Der Kölner Rechtsanwalt Dirk Sattelmaier hatte als Prozessbeobachter an der Verhandlung in Stuttgart teilgenommen. In der aktuellen Sendung „Neues aus dem Gerichtssaal“ führt der Jurist, direkt im Anschluss an den Prozess, ein kurzes Interview mit Michael Ballweg und den Rechtsanwälten des Verteidigerteams: Ralf Ludwig, Gregor Samimi und Hans Böhme. Wie Strafverteidiger Ralf Ludwig dabei erläutert, hatte die Vorsitzende Richterin das Abfotografieren aller Ausweise der Prozessbesucher angeordnet.
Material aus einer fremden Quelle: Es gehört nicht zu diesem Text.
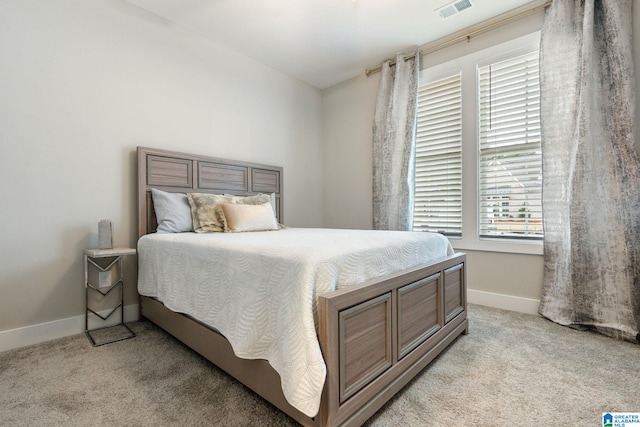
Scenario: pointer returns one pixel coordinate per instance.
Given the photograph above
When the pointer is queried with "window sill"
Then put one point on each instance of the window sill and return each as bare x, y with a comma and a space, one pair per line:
508, 246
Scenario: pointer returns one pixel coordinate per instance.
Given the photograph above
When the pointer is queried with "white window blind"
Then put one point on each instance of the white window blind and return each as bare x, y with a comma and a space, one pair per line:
510, 157
438, 190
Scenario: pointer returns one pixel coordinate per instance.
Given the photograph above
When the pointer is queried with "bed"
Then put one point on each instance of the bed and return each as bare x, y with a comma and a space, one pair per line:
374, 334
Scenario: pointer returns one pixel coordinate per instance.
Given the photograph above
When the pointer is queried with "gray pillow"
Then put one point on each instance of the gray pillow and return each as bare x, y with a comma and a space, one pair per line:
173, 212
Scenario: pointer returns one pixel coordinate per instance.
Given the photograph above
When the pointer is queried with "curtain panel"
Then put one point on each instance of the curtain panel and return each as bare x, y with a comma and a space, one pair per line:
393, 145
591, 186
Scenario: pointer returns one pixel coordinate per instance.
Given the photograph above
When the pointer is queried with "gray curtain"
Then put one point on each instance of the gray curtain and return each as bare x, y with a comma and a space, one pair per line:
591, 174
393, 146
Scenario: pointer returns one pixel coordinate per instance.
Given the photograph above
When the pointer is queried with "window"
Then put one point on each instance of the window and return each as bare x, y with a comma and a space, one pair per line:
478, 152
438, 194
510, 157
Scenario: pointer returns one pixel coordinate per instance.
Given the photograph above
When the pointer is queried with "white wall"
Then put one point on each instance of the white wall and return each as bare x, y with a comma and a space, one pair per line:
82, 83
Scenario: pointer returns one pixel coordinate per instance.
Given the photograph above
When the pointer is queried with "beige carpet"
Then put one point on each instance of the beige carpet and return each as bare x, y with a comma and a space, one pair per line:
511, 370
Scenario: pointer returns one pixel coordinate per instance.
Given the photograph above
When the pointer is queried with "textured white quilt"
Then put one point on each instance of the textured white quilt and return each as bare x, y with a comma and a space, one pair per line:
259, 289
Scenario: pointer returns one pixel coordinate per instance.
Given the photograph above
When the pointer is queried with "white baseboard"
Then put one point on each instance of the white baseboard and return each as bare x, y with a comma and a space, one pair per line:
506, 302
34, 334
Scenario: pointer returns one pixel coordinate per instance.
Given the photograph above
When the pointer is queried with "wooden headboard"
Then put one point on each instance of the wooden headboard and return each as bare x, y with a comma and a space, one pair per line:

Ludwig erklärte dazu:

„Das Abfotografieren von Personalausweisen ist eine datenschutzrechtliche Angelegenheit. Und das darf man nicht so einfach.“

Und wenn ein Richter so etwas verfügt, dann müsse er das auch ordentlich machen, so der Strafverteidiger. Er müsse klären, wer der zuständige Datenschutzbeauftragte sei, wo und wie lange die Daten der Prozessbesucher gespeichert würden, wo man Widerspruch einlegen könne und ob nicht Teile der Daten auf dem Ausweis vor dem Fotografieren abgedeckt werden müssten. Indem sie dies alles nicht beachtet hat, habe die Richterin die Gerichtsöffentlichkeit nicht ordentlich hergestellt. Es sei möglich, dass damit das Gerichtsverfahren hinfällig sei. Ludwig kommentierte:

„Das ist tatsächlich ein absoluter Revisionsgrund. Damit könnte das ganze Verfahren schon hinfällig sein.“

Weitere Informationen zum Gerichtsprozess von Michael Ballweg findet man auf der Internetseite von Querdenken-711. Der nächste Verhandlungstermin ist für den 6. November geplant.